Markus Fallböhmer, chefe de produção de baterias da BMW, afirmou que esse tipo de comunicado exige cautela, porque otimizar um indicador costuma custar caro em outros.
Ele comparou a decisão a um “cobertor curto”, sugerindo que dá para puxar a performance de um lado, mas isso inevitavelmente deixa outra área descoberta.
Na visão da marca alemã, elevar ainda mais a velocidade de recarga pode obrigar a reduzir fatores importantes do conjunto de baterias, como vida útil, capacidade efetiva e até custos.
A BMW também fez questão de lembrar que seus EVs mais recentes não são lentos na tomada, citando a segunda geração do iX3 e o novo i3 como seus recordistas atuais.

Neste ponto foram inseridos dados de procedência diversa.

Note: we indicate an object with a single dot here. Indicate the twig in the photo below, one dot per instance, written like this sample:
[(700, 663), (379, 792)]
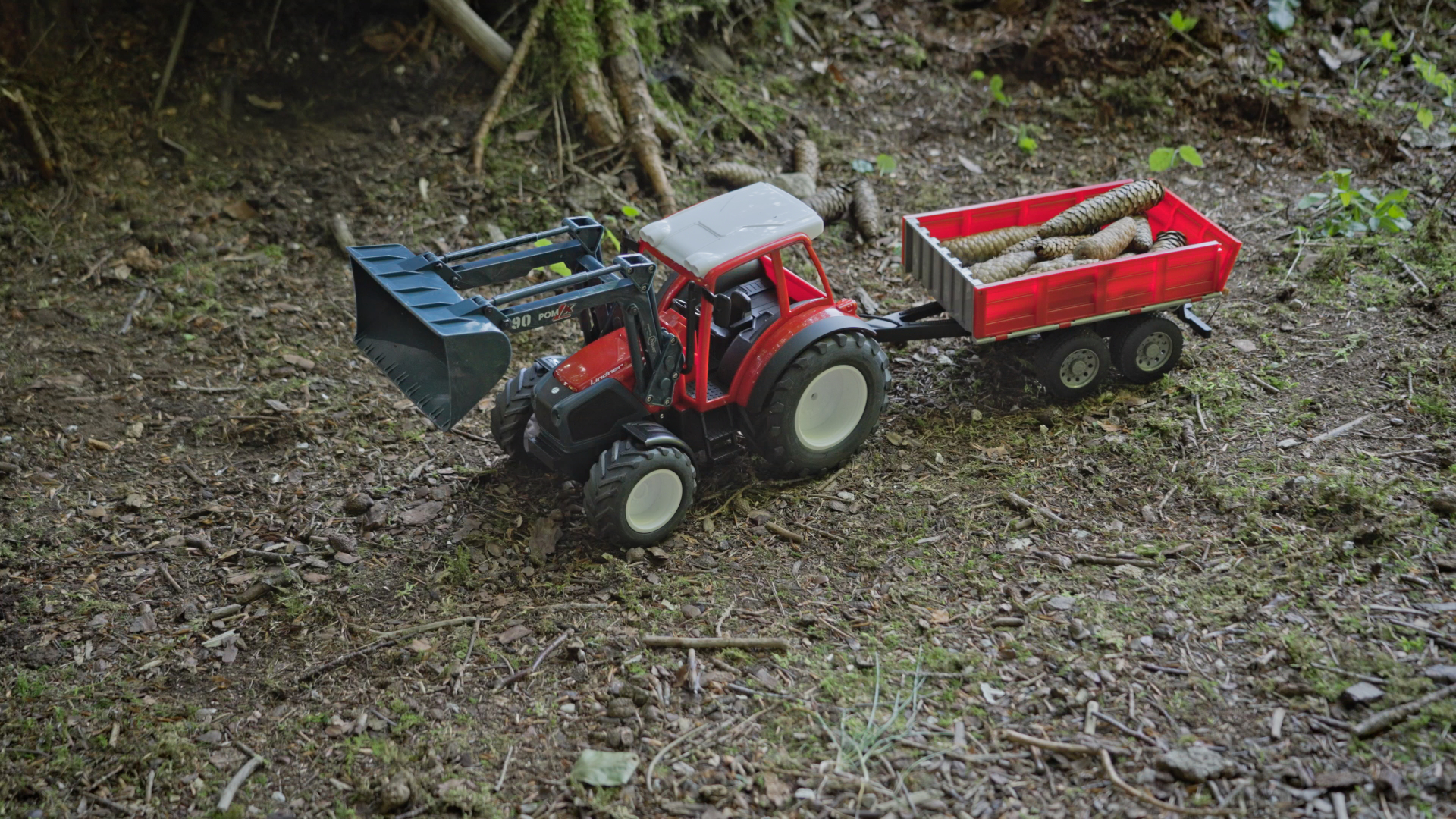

Esses modelos suportam picos de 544 cv de potência de carregamento e, segundo a empresa, conseguem acrescentar 400 km de autonomia ao i3 em dez minutos.
O ponto central, para os alemães, é que essa faixa de potência permite garantir “qualidade e segurança”, enquanto a BYD ainda teria de provar o mesmo nível de consistência.
Mike Reichelt, responsável pelos modelos da linha Neue Klasse, reforçou que a BMW quer reduzir tempos, mas sem perder de vista autonomia, durabilidade, confiabilidade e previsibilidade no uso real.
Ele também sinalizou que a velocidade com que o mercado chinês avança é impressionante, porém a marca não abre mão de padrões de segurança como parte inegociável do produto.
Nos bastidores, o temor é semelhante ao que já ocorreu com smartphones: empurrar carga rápida demais aumenta calor, tensiona o gerenciamento térmico e pode elevar o risco de problemas.
Com isso, a discussão deixa de ser só “quem carrega mais rápido” e vira “quem carrega rápido sem cobrar juros invisíveis”, seja em degradação, alcance, custo ou tranquilidade do dono.